How to iterate through all partitions in a PyArrow FileSystemDataset for aggregations

140 views Asked by At

I have a parquet dataset partitioned by year, and I am trying to iterate through each year partition to do aggregations on each one, instead of loading the entire dataset into memory at once.

The get_fragments() method typically represents a single file or a portion of a single file within a partition, rather than the entire partition itself. So, to aggregate across an entire partition I tried the following:

import pyarrow.dataset as ds

# Create a FileSystemDataset
dataset = ds.dataset(source_path, format="parquet", partitioning=ds.partitioning(
            pa.schema(
                [
                    ("year", pa.int16()),
                ]
            )
        ))

# Define the partitions to aggregate across
partition_key = 2015

# Get the fragments for the specified partition
fragments = [fragment for fragment in dataset.get_fragments() if fragment.partition_expression() == partition_key]

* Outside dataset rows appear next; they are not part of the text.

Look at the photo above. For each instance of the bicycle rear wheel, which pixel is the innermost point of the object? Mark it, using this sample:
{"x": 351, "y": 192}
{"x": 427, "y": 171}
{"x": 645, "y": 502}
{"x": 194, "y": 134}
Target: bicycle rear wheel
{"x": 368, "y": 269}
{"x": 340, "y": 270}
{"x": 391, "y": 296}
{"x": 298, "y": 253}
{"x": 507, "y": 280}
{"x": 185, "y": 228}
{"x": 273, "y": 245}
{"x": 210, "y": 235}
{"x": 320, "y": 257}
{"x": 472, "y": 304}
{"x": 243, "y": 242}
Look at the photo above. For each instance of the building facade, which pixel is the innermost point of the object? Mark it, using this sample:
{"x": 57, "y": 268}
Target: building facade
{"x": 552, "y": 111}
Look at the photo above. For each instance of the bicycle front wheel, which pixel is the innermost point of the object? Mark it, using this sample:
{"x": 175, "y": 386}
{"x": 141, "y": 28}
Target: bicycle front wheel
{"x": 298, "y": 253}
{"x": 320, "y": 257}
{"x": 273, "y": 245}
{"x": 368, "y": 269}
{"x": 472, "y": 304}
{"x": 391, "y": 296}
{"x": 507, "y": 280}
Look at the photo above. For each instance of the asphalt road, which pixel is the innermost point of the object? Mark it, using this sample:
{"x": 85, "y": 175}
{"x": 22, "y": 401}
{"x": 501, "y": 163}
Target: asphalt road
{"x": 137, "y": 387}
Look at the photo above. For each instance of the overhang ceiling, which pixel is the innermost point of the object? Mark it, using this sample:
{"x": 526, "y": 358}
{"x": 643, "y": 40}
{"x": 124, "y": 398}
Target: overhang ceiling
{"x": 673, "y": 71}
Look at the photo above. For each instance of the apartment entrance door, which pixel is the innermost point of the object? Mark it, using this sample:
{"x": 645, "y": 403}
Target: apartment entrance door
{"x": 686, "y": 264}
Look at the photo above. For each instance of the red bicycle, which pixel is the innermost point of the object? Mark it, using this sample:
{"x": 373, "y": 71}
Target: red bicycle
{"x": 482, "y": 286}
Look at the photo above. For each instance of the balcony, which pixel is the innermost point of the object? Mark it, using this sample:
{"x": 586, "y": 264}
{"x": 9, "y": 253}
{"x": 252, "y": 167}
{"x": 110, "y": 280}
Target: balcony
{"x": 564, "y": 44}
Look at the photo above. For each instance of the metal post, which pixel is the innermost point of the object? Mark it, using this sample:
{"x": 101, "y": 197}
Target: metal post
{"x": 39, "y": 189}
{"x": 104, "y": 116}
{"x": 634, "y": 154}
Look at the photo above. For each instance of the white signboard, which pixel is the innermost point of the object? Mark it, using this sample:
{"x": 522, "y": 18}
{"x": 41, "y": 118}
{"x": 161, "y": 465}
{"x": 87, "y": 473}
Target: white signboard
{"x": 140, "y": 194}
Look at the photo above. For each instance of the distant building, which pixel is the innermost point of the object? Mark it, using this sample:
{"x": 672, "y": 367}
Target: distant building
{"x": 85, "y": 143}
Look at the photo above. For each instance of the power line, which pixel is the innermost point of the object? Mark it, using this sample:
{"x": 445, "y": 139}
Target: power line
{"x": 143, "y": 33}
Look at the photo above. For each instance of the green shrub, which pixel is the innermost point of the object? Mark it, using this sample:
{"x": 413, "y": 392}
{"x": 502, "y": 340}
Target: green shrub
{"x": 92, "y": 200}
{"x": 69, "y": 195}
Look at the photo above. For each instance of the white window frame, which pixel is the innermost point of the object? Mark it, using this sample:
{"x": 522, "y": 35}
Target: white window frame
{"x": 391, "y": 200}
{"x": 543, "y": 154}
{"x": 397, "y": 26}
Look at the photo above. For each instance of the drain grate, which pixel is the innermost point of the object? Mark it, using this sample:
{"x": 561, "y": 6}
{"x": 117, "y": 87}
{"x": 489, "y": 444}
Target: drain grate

# Initialize a list to collect data
collected_data = []

# Iterate through the fragments to collect data
for fragment in fragments:
    data = fragment.to_table()
    collected_data.append(data)

# Concatenate collected data into a single table
if collected_data:
    aggregated_data = pa.concat_tables(collected_data)

    # Perform the aggregation operation on aggregated_data
    result = aggregated_data.groupby("your_aggregation_column").sum()

    # Continue with your further analysis or processing on the result

However, the FileSystemDataset does not seem to have a way to retrieve all partition keys for this approach to be effective. Is there a better way of doing this?

0

There are 0 answers